In this case, the slot portion 11 of each module 6.7 will be exposed to the outside air, but in the device of the present invention, the slot portion 11 is formed in a container made of Kovar alloy, which is suitable as a glass material. Unlike conventional brass, each slot portion 11 can be sealed with glass without causing problems regarding the coefficient of expansion, which has the advantage of ensuring airtightness within each module 6.7.

Further, in the above embodiment, the receiving module 6 and the transmitting module 7 are provided in separate containers, but they may be configured in a common container.

Furthermore, the device of the present invention can be applied to a microwave response device, etc., and produces the same effects as described above.

Further, as the antenna structure 8, a radome made of resin may be used.

[Effects of the Invention] As described above, according to the present invention, the receiving section that receives a high-frequency signal from the radar and the transmitting section that transmits a response signal in response to reception by the receiving section are each constructed with a hermetic structure. Since it is constructed by installing it in a cobalt alloy layered container, it is possible to form the structure without soldering, and it is possible to achieve extremely good electrical characteristics, as well as to achieve complete airtightness inside the container, allowing for contamination from outside air. This will reliably prevent this and greatly improve the reliability of the device.

In particular, when a slot antenna is constructed by forming a slot portion exposed to the outside air in the container, since the container is made of a cobalt alloy, the slot portion can be There is also the advantage that the container can be easily sealed with glass, and the airtightness inside the container can be reliably maintained.
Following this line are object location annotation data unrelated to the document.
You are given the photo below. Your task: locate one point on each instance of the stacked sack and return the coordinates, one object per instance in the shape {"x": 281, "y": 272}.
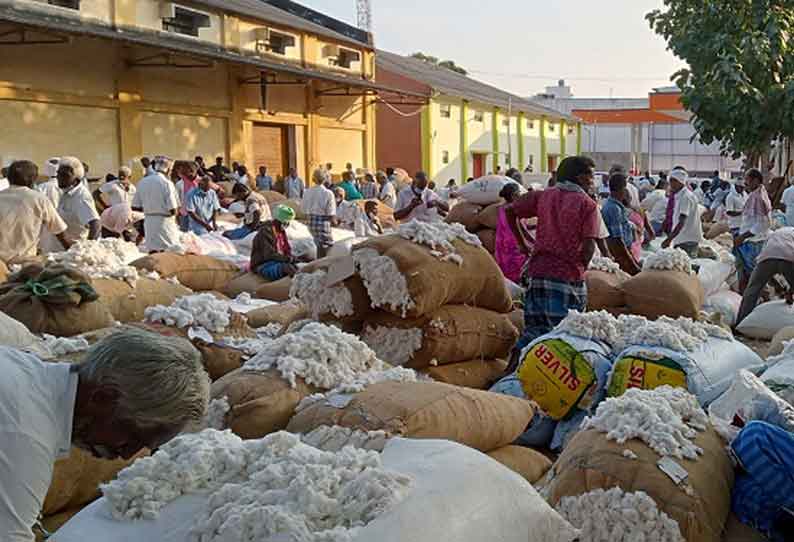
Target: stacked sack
{"x": 428, "y": 297}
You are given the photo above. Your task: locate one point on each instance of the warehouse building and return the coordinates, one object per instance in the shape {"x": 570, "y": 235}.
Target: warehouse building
{"x": 467, "y": 128}
{"x": 262, "y": 83}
[Brief explanation of the drawing]

1 to 3 show a radar response device according to an embodiment of the present invention. FIG. 4 is a perspective view showing a transmitter, and FIGS. 4-5 show a conventional radar response device. FIG. 4 is a perspective view thereof, and FIG. 5 is a perspective view showing a cross section of a main part thereof. In the figure, 6...--receiving module as a receiving unit, 7...- transmitting module as a transmitting unit. In addition, in the figures, the same reference numerals indicate the same or corresponding parts.

Claims (4)

[Claims] (1) A cobalt alloy container comprising a receiving section that receives a high-frequency signal from the radar and a transmitting section that transmits a response signal in response to reception by the receiving section, and the receiving section and the transmitting section each have a hermetic structure. A radar response device characterized by being provided in. (2) The radar response device according to claim 1, wherein the cobalt alloy container is built into an antenna structure. (3) The radar response device according to claim 1, wherein the receiving section and the transmitting section are each provided in separate containers made of cobalt alloy. (4) The radar response device according to claim 1, wherein the receiving section and the transmitting section are both provided in a common cobalt alloy container.